OMAHA, Neb. (KMTV) — University of Nebraska Regent Jack Stark is facing felony witness tampering charges in Douglas County Court stemming from a sexual assault case of another man.
Police reports show that Stark, a former sports psychologist with Husker athletics who was elected to the Board of Regents last year, texted a key witness in the case.
Stark has been a popular sports psychologist in Nebraska for decades, working with some of the great Husker football teams of the 1990s.
He's now in the spotlight less than a year after being elected as a regent and charged with felony witness tampering.
The charge stems from the sexual assault trial of Douglas Anders, an Omaha gym owner, who was accused of sexually assaulting a longtime client.

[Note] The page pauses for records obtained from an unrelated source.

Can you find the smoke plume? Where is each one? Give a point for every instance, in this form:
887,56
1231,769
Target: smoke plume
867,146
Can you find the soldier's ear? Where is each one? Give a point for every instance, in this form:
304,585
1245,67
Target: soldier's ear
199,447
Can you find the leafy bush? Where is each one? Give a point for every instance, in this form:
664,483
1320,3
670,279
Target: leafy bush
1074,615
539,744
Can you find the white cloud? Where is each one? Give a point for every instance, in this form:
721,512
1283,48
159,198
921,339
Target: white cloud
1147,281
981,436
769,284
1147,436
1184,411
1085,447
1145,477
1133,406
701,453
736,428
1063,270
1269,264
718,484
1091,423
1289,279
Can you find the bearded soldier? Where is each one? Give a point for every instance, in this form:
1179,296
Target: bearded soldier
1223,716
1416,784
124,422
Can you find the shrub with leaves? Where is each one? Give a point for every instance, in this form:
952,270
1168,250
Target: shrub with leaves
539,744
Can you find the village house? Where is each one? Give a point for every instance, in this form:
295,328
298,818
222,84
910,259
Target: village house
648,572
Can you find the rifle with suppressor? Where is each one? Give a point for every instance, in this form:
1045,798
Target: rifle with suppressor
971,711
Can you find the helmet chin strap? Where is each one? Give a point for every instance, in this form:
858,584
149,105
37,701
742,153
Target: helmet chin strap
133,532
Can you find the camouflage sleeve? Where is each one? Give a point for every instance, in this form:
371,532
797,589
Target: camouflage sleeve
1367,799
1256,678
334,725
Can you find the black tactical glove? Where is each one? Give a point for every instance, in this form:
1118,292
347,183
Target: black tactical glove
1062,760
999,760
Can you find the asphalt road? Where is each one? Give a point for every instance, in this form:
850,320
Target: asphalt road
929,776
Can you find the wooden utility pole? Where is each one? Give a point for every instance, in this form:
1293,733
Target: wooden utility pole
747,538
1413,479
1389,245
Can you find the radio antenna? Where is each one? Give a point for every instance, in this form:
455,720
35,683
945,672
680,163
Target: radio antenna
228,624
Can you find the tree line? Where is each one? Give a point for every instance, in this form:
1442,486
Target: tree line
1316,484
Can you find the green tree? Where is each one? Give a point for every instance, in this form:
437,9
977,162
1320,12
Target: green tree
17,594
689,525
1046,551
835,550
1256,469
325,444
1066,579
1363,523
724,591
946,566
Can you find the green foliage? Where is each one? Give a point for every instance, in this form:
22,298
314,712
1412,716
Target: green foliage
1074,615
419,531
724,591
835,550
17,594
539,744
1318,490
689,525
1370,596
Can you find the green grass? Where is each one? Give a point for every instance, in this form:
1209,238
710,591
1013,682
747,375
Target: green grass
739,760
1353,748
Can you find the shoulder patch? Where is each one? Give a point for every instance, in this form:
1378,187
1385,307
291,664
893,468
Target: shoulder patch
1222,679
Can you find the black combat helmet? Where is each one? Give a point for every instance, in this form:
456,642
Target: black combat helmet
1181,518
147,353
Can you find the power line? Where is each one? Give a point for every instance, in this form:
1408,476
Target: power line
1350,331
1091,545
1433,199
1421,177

For that trial, Stark was sought out by the prosecution as a witness for the case against Anders.
In an Omaha police report filed last year, Willie Miller, a former Husker football player was tasked as a character witness in support of Anders.
The report says Miller indicated he received a text from "a person he knows and this person asked him not to testify in the case."

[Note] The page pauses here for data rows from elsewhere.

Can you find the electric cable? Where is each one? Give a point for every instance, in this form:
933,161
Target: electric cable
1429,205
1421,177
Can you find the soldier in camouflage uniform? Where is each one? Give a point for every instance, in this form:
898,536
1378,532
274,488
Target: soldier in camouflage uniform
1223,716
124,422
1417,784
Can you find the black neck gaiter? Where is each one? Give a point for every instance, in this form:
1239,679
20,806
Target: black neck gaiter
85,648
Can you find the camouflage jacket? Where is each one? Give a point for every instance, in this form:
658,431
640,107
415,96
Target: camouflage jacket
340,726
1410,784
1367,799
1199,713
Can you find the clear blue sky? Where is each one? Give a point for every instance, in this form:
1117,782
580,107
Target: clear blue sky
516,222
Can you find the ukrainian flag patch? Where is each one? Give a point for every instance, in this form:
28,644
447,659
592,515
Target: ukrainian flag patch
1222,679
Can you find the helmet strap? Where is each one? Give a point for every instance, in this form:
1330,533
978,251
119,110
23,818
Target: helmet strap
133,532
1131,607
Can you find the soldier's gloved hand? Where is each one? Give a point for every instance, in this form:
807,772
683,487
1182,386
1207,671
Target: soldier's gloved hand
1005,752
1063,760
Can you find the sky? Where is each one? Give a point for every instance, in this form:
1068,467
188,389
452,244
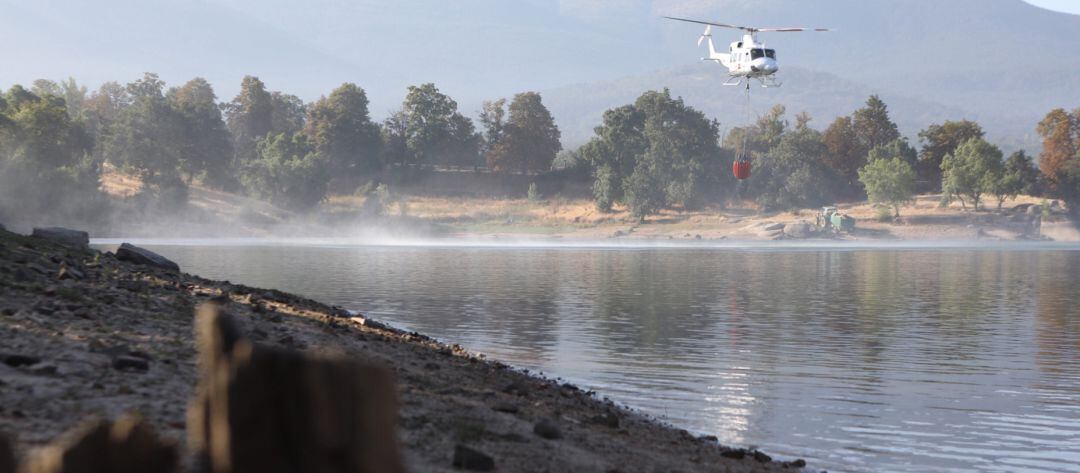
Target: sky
1061,5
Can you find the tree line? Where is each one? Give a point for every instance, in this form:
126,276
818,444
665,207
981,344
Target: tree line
657,152
266,144
661,153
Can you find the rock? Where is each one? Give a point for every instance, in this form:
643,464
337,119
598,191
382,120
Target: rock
125,446
21,275
130,364
68,272
469,459
509,408
760,457
134,254
799,229
65,237
547,429
608,419
7,455
517,388
18,360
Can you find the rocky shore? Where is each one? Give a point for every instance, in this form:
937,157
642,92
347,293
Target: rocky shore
96,334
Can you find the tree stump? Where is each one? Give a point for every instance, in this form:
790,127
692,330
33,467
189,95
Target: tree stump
271,410
7,455
98,446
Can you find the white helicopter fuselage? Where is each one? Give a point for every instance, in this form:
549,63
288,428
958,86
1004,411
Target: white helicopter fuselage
745,58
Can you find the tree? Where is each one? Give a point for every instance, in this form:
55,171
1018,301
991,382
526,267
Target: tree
493,118
342,132
939,140
1022,165
529,139
888,180
250,117
1061,139
873,125
206,145
46,170
613,152
434,132
287,171
147,136
652,154
973,170
895,149
846,152
791,174
1068,186
287,112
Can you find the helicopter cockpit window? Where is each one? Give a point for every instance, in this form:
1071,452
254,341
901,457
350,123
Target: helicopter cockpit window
754,54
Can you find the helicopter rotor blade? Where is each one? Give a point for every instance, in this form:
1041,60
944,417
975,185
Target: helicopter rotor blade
747,28
791,29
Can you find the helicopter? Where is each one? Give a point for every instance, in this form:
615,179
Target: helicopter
748,58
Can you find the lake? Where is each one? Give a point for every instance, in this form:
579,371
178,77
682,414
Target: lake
856,359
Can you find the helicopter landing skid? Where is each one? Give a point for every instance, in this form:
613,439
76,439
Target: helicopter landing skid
769,82
738,81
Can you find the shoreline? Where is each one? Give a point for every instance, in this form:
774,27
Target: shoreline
71,313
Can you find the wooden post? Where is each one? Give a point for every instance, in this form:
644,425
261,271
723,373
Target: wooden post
271,410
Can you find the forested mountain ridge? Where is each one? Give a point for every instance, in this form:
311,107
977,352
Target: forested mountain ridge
1003,63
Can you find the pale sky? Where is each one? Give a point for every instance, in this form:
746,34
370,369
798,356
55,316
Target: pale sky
1061,5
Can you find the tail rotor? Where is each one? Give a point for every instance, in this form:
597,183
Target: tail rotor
707,34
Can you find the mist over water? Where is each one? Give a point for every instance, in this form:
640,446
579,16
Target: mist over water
863,359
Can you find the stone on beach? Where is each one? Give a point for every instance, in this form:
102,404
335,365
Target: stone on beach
127,252
62,235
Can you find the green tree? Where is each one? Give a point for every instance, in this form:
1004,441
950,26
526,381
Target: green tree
792,174
493,118
287,112
1068,186
846,151
873,125
973,170
1061,142
939,140
206,145
343,133
1023,166
250,117
895,149
529,139
287,171
434,132
889,181
147,137
46,170
653,154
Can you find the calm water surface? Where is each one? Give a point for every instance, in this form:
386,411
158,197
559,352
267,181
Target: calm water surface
885,360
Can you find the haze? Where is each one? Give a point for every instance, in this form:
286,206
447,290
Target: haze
990,67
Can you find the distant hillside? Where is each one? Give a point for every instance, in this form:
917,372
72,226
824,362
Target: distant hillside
1003,63
579,108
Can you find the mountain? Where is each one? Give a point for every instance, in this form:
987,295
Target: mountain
1003,63
824,96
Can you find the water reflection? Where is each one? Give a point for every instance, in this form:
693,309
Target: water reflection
868,360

Stark did not testify in the case, but Miller did. Anders was found guilty and is now in Tecumseh State Prison.
Stark's felony charge has a maximum sentence of two years in prison with the possibility of probation if convicted.

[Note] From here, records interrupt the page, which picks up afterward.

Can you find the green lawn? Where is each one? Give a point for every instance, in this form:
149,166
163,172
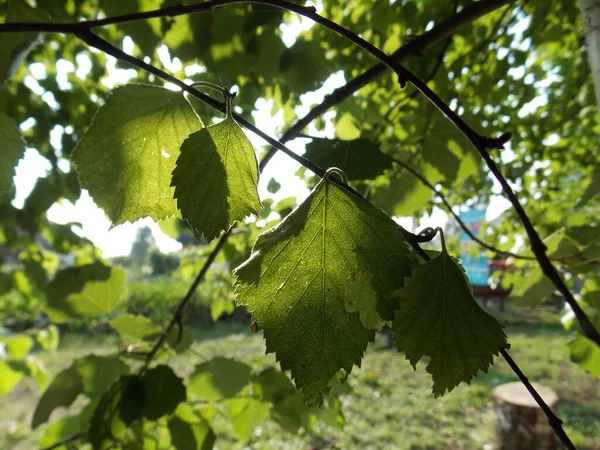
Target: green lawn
390,406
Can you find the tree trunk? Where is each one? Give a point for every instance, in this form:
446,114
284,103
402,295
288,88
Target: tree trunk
590,12
520,423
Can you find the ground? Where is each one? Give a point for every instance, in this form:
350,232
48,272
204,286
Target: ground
390,406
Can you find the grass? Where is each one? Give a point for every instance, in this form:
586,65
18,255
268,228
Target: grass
390,405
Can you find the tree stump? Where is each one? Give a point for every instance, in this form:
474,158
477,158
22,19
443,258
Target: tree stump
520,422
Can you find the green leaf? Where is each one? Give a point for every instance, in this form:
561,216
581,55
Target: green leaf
16,46
218,378
145,33
48,338
66,427
586,354
404,194
191,436
12,147
126,157
134,327
215,178
220,306
294,283
18,347
439,318
361,298
246,414
164,391
87,290
63,391
360,159
273,186
592,189
10,376
98,373
272,385
90,375
120,406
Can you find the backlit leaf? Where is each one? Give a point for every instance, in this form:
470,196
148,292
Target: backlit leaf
360,159
126,157
48,338
191,436
10,376
16,46
86,290
63,391
164,391
439,318
90,375
180,339
17,346
215,178
120,406
361,298
294,283
246,414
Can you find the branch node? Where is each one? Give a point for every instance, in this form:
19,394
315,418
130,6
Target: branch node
401,82
497,142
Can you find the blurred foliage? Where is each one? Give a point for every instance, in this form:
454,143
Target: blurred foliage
520,68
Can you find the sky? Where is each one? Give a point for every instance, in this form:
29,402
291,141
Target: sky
117,241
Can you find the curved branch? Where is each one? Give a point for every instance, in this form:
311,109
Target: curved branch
466,229
481,143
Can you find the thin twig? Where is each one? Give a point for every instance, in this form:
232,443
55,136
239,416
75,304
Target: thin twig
480,142
465,228
554,422
178,315
65,441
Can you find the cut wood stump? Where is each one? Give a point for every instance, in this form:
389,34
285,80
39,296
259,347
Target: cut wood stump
520,422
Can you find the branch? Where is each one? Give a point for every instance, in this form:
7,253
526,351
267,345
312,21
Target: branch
480,142
178,315
466,229
97,42
554,422
68,440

3 News Now called a number of NU regents on Thursday and asked about Stark's tenure on the board.
Regent Robert Schafer, a Beatrice lawyer, was hesitant to draw conclusions. He said his hometown is still paying off a settlement in theBeatrice 6 case, which revolved around premature assumptions of guilt.
“I think it’ll be premature to have an opinion of that nature without knowing facts of the case. we have a judicial system in place,” he said.
While state officials can’t be recalled, they can in theory be impeached by the state legislature and removed by the Nebraska Supreme Court.
The last time that happened was in 2006 when another Nebraska Regent, David Hergert was impeached and removed for campaign finance violations.